Обсуждение: WALWriteLock

Поиск
Список
Период
Сортировка

WALWriteLock

От
Yambu
Дата:
Hello

I'm seeing a lot of WALWriteLocks , is this a bad sign , what might cause this?

regards

Re: WALWriteLock

От
Vijaykumar Jain
Дата:

On Tue, Jul 6, 2021, 7:44 PM Yambu <hyambu@gmail.com> wrote:
Hello

I'm seeing a lot of WALWriteLocks , is this a bad sign , what might cause this?

pg version 
cloud or on prem
When do you see this piling up? Heavy concurrent usage or regular usage but random spike in locks?
Underlying storage shows any anomalies? 
resource utilization normal or high?
pg part of master replica setup with synchronous replication or async ?
Disk iowait high?




Re: WALWriteLock

От
Vijaykumar Jain
Дата:


On Tue, Jul 6, 2021, 7:54 PM Vijaykumar Jain <vijaykumarjain.github@gmail.com> wrote:

On Tue, Jul 6, 2021, 7:44 PM Yambu <hyambu@gmail.com> wrote:
Hello

I'm seeing a lot of WALWriteLocks , is this a bad sign , what might cause this?

pg version 
cloud or on prem
When do you see this piling up?
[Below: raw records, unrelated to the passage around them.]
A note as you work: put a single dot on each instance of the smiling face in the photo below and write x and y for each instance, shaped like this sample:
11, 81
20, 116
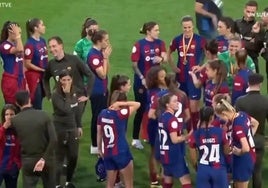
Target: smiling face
125, 88
154, 32
104, 43
173, 103
9, 113
222, 28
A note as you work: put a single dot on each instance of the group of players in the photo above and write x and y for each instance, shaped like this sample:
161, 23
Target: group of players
164, 103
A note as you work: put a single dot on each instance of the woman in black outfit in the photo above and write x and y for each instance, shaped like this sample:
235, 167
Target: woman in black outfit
65, 113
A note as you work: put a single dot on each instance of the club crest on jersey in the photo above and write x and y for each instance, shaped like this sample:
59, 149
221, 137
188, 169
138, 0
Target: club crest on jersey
7, 46
147, 58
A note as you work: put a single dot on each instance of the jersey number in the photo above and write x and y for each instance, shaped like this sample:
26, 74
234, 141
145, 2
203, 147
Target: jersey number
109, 133
163, 139
210, 156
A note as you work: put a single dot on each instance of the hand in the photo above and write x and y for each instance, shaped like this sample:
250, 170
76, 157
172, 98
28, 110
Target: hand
191, 73
80, 132
82, 99
196, 68
214, 21
236, 151
107, 52
39, 165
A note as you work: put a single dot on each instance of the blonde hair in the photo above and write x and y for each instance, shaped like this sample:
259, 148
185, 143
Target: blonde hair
224, 105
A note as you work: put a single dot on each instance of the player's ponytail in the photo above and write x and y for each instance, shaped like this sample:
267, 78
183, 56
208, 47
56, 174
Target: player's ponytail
97, 36
4, 31
85, 27
30, 26
148, 26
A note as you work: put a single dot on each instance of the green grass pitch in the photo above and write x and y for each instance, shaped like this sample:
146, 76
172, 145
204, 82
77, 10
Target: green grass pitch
122, 19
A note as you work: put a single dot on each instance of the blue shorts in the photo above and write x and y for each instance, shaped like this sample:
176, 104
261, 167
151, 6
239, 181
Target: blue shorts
191, 91
207, 176
243, 167
118, 162
152, 130
176, 170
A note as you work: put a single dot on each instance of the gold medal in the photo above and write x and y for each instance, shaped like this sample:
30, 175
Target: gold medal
186, 49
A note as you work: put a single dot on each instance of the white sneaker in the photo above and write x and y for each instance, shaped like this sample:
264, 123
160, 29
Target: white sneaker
137, 144
94, 150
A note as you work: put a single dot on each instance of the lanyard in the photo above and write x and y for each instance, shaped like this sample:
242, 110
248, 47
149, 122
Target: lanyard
185, 50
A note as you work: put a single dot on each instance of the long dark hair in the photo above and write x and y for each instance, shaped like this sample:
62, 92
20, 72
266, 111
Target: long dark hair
30, 25
62, 74
87, 23
5, 30
98, 36
8, 107
148, 26
118, 96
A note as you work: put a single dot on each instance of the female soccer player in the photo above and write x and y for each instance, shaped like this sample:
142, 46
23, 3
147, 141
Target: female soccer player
240, 84
112, 124
243, 129
217, 74
120, 83
10, 162
146, 53
98, 62
65, 107
212, 145
83, 46
155, 82
189, 47
226, 31
35, 60
172, 143
11, 51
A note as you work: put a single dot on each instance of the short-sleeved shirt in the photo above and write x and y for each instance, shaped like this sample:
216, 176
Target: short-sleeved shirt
113, 126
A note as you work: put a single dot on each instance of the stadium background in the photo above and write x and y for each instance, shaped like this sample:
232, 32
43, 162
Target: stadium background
122, 19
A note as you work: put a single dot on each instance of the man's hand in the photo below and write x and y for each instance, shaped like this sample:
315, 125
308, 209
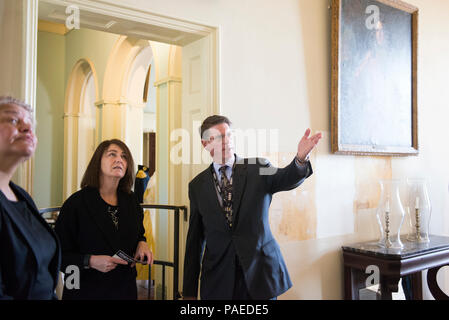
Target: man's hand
143, 253
105, 263
307, 144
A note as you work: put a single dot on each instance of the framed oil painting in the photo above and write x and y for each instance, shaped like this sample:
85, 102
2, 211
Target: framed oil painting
374, 77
Heavy concurrent usage or regular usage but random spike in locks?
Underlying storage shows any anomalies? 
resource utilization normal or high?
pg part of master replica setup with synchronous replication or async ?
Disk iowait high?

Also, is it during checkpointing ?
how much is the checkpoint spread, 
You can enable logging checkpoints,
to help relate correlation between checkpoint windows and walwrite locks piling up ? 

Re: WALWriteLock

От
Jeff Janes
Дата:
On Tue, Jul 6, 2021 at 10:14 AM Yambu <hyambu@gmail.com> wrote:
Hello

I'm seeing a lot of WALWriteLocks , is this a bad sign , what might cause this?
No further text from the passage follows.